Let’s say you’re the moderator of one of these debates. And let’s say you really do care about giving the climate crisis the kind of thoughtful discussion it deserves. What are the right questions to ask?

First, as David Roberts at Vox pointed out, it is long past time to be asking about whether climate change is “real,” or whether candidates “believe” in climate change.

It is also true that the primary goal of the debate should be not just to force candidates to articulate their climate policies in a way that will help voters discern the differences between them, important as that may be. It is also to help voters discern who knows their shit, and who is just absorbing notes from a policy briefing.

To help with that, here are eight questions that might elicit an answer that goes beyond a canned sound-byte:

Question 1: Describe a moment in your own life that woke you to the risks of climate change.

Question 2: You are standing on what amounts to ground zero for the climate crisis in America. No matter how fast we cut carbon pollution, rising seas will present a profound threat to the future of Miami, as well as to many other low-lying cities in the US and the world. Is it time to begin thinking about a managed retreat from the coastlines? If so, what role should the federal government play?
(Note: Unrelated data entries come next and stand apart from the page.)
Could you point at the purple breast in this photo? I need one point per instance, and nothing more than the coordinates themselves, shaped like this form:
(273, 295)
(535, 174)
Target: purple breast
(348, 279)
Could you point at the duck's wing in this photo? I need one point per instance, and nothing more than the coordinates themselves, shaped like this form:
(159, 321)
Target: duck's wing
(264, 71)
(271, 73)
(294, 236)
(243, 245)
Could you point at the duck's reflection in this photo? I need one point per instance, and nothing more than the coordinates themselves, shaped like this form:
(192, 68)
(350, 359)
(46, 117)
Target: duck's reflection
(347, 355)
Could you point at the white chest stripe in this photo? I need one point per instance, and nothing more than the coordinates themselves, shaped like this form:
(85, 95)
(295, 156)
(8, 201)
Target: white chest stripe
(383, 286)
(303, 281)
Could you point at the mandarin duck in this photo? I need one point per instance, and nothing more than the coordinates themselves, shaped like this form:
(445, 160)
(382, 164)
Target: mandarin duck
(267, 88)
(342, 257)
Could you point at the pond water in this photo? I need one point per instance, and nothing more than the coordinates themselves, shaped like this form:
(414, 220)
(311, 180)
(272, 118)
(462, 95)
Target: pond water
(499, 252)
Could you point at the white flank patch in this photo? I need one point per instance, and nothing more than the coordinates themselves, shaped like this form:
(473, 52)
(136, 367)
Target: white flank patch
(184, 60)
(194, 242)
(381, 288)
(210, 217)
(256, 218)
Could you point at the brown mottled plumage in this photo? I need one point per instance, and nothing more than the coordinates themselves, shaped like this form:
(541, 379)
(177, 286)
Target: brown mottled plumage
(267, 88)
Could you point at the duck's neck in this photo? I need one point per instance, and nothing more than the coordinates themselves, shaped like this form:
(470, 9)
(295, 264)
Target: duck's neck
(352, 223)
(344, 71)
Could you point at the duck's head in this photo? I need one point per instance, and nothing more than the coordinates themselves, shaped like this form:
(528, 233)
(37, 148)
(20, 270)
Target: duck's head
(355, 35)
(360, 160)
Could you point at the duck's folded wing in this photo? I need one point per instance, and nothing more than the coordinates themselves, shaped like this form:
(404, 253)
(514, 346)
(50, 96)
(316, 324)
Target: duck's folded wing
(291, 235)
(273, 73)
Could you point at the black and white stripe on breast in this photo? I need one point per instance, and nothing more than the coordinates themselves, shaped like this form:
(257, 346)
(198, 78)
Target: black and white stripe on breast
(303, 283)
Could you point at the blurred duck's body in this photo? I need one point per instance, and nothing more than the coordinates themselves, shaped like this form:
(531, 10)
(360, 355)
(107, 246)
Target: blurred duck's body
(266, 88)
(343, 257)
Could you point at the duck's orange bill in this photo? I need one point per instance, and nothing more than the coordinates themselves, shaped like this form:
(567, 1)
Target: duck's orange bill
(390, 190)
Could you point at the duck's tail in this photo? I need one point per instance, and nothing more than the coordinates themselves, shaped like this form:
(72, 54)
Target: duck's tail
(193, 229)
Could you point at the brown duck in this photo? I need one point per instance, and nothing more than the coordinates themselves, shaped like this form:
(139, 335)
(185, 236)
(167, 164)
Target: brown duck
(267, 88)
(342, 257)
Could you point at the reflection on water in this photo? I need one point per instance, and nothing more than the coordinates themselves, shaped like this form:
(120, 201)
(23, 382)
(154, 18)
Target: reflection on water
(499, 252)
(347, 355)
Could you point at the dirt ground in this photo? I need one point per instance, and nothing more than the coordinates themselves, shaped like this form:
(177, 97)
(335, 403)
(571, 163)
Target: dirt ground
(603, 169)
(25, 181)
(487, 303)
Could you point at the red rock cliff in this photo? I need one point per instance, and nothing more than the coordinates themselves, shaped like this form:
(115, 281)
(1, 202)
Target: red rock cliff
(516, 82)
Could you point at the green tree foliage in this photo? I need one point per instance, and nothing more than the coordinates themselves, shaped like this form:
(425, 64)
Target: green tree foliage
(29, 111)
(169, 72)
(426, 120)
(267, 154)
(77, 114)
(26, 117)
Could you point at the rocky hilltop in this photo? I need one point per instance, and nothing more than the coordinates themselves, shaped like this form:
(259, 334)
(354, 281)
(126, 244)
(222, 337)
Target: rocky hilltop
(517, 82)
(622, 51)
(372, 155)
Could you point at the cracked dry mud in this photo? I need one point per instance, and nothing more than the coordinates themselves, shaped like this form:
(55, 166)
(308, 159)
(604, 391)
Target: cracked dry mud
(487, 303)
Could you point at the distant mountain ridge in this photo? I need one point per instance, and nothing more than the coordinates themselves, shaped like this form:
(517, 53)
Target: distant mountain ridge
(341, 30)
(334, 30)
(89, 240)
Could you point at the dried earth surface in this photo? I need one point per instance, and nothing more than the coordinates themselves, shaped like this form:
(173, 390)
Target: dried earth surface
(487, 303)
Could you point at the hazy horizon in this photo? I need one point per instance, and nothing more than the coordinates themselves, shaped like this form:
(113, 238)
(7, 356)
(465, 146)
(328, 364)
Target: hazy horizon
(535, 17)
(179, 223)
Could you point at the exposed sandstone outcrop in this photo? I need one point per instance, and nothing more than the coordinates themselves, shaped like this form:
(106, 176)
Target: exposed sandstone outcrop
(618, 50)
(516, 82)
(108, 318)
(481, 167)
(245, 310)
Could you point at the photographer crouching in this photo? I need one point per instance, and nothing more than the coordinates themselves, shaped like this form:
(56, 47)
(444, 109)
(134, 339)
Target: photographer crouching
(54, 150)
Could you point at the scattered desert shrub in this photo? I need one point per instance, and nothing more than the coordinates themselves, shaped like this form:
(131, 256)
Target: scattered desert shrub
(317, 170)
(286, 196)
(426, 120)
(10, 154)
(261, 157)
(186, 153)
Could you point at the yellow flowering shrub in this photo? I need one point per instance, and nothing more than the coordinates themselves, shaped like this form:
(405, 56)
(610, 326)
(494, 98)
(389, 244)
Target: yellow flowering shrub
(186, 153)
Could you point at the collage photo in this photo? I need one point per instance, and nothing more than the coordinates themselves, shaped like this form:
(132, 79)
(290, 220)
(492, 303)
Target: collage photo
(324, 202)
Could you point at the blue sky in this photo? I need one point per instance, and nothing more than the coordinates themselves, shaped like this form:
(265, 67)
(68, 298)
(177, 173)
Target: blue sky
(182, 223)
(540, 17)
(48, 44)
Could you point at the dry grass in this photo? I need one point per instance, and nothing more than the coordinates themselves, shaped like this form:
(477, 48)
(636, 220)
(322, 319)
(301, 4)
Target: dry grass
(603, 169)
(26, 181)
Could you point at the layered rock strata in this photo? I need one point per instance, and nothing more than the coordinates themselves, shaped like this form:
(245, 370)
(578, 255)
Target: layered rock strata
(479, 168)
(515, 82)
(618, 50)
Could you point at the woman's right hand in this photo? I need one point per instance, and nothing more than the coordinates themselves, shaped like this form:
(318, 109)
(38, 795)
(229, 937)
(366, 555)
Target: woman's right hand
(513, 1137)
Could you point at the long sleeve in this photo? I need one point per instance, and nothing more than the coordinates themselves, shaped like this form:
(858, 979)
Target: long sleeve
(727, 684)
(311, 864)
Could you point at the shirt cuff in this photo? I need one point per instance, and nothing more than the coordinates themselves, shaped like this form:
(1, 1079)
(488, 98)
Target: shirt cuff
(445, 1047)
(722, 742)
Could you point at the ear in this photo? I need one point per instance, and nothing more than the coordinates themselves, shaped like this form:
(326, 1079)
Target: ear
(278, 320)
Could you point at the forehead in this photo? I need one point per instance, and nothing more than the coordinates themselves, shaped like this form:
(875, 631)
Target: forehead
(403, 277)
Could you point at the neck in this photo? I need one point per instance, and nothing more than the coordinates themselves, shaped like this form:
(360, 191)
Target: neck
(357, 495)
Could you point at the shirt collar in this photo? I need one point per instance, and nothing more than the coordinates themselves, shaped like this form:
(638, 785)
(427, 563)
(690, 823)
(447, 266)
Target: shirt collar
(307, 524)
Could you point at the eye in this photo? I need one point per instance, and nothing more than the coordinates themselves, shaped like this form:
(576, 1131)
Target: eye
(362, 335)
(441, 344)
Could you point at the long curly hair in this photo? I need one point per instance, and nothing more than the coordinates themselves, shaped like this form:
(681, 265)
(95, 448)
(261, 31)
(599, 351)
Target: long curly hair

Question 3: There is abundant evidence that big oil companies like ExxonMobil have long been aware of the impacts that burning fossil fuel would have on the earth’s climate. And yet these companies not only hid this research from public view, but spent decades deliberately and knowingly undermining climate science and working to delay action to limit the consumption of fossil fuels. Do you think oil, gas, and coal companies should be held liable for damages caused by burning fossil fuels?

Question 4: How would you compare the risks that the climate crisis poses to American’s security with the risks posed by, say, Iran?

Question 5: There’s a strong case to be made that greed and materialism are basically destroying the planet. Do you think dealing with climate crisis will ultimately going to require rethinking the basic tenets of capitalism?

Question 6: To avert the worst of the climate crisis, scientists tell us that the world needs to cut carbon emissions in half by 2030, then go to zero net carbon emissions by 2050. To achieve this, it’s not enough to rely on market forces and the continuing decline in prices for renewable energy. We have to essentially ban fossil fuels in the coming decades. And that means taking on some of the richest, most powerful, most politically-connected corporations in the world. What can you tell us tonight that will convince viewers that you have the courage and political skills to accomplish this?

Question 7: We can talk about the urgency of the climate crisis all we want, but when it comes down to it, there is always some more urgent crisis that comes along, whether it is immigration or health care or a school shooting, that delays action on climate change. As president, how would you keep the focus on the climate crisis long enough to accomplish the profound changes that must be implemented?

Question 8: The basic fundamentals of the climate crisis have been known for more than 30 years now. And yet the level of carbon dioxide in the earth’s atmosphere — the only real metric that matters — continues to go up and up and up. In effect, we have done nothing to avert this crisis, despite having all the time, money, and knowledge we need. What can you say that will convince viewers tonight that it will be any different when you are president?